Posted September 28th, 2010. 2 comments
Getting by is NOT enough. Survival is not the goal. We were not made for comfort.
Physically, your body is either getting stronger, or weaker. Every day, you get up and make a choice between degeneration and rejuvenation. What’s it going to be? The comfortable path, the couch, the inactivity, will lead to one place: PAIN. Inescapable, inevitable pain.
Pain is the only means of avoiding this pain. Doing the uncomfortable thing, day after day, is the path to strength. Use it or lose it, as they say.
I’m not just talking about physical exercise, here.
Oftentimes, I see a cultural envy of happy and successful people. I see an overwhelming assumption that people living blessed lives have somehow found their “beauty” by chance. That’s not how it works.

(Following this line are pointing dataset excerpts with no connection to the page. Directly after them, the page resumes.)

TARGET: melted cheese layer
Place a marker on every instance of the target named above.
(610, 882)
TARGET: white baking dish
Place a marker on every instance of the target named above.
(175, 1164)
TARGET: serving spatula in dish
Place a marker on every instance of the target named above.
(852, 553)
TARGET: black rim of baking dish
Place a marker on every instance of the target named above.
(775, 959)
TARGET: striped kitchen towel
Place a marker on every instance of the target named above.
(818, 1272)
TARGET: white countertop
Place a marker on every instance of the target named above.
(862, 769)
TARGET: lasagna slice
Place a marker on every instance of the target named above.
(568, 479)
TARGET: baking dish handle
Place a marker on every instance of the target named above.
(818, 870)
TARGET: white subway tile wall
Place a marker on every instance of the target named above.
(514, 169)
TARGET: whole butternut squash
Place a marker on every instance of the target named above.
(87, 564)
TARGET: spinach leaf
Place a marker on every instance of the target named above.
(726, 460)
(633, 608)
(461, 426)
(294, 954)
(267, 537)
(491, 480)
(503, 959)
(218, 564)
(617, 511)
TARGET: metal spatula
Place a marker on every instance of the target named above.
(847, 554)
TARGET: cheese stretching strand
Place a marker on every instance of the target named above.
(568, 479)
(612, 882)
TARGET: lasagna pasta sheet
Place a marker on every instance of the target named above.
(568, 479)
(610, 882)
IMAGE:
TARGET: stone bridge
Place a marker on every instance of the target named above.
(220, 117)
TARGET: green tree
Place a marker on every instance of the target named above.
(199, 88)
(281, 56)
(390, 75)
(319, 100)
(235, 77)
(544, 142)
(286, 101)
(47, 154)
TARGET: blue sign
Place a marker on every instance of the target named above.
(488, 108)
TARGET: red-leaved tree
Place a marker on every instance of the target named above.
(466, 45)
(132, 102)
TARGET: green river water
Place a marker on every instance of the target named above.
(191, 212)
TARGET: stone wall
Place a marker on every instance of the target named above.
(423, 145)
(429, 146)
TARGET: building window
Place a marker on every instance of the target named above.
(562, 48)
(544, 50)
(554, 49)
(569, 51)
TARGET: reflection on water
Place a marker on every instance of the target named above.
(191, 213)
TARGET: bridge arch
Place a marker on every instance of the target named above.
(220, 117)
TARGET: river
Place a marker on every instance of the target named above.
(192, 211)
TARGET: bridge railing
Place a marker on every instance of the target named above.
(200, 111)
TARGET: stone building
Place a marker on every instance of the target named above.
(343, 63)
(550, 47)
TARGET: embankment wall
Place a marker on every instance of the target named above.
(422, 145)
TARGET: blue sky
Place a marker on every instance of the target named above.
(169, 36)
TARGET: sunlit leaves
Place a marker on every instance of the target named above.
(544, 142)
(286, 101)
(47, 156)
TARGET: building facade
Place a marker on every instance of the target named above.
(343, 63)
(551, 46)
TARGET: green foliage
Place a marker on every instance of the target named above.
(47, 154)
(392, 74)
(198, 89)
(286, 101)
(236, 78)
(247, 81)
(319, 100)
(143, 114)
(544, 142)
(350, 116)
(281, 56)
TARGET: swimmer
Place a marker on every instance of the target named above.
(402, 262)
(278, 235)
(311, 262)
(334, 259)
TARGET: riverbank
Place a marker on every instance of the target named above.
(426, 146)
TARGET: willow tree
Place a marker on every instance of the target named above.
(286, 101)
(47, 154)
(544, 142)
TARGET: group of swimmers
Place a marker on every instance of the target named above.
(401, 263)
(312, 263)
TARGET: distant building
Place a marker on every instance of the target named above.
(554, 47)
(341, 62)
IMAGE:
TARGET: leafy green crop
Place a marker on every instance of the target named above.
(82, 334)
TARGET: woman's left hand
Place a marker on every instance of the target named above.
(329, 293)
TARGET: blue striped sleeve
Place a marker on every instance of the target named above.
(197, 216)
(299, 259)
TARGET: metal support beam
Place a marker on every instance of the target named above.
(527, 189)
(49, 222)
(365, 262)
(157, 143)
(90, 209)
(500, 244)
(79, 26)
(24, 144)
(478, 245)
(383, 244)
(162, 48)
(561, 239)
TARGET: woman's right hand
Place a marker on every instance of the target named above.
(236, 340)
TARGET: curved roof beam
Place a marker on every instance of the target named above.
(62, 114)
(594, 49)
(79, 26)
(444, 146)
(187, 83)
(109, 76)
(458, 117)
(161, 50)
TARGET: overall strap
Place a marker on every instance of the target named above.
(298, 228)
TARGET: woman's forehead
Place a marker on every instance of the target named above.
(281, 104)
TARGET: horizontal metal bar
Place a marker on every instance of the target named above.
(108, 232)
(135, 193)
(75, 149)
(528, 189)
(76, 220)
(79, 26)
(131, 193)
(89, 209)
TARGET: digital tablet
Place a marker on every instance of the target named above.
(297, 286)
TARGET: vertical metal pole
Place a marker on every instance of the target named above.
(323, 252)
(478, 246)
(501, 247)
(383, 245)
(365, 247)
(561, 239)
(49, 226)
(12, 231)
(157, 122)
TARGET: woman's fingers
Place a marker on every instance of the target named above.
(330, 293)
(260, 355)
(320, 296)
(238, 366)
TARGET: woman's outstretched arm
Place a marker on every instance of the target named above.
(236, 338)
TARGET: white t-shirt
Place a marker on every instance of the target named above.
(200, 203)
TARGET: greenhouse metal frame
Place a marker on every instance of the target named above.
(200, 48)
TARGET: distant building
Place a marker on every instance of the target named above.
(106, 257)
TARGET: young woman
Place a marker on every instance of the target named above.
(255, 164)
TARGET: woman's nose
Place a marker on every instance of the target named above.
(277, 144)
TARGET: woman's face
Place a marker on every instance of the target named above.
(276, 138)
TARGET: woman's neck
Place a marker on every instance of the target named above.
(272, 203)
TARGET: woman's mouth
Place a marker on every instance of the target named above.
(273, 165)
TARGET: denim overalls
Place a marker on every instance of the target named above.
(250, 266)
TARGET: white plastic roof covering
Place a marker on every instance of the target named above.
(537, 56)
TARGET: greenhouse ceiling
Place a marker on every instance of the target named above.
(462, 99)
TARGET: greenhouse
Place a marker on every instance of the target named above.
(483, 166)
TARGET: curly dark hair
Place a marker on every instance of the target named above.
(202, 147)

Achieving greatness in ANY arena means rejecting “good enough.” Embracing an adventure means leaving safety behind. Claiming strength means giving up comfort. Reaching the summit of a mountain takes climbing, getting hurt, growing blisters. It means pushing past the comfortable, and forcing yourself to be more than you were yesterday.

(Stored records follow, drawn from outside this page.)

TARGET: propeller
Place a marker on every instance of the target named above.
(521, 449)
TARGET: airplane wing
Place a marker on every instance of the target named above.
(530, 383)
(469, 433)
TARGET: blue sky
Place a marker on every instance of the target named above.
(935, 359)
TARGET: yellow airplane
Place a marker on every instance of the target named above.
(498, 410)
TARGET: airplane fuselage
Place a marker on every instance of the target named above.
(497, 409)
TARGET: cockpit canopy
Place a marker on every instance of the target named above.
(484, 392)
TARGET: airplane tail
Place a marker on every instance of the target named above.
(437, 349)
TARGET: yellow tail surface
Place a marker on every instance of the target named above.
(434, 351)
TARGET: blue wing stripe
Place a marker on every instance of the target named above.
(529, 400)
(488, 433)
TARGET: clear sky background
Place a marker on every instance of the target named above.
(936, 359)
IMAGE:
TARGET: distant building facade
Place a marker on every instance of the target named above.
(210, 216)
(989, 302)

To get what you really, truly want, you have to give up what you have right now.
To live somewhere better, you have to leave your old home behind. And you have to trust in God, and/or the Universe that, when you get where you’re going, it will be worth it. You can’t sky-dive with one foot still on the plane.
Who are you, really? Can you let him or her thrive? Can you force yourself out of your self-imposed prison? No one else has the power to keep you inside. If you are trapped by expectations and circumstances, you are the only person with the ability to change them. No one else can do this for you. And yes, you might have a fight on your hands.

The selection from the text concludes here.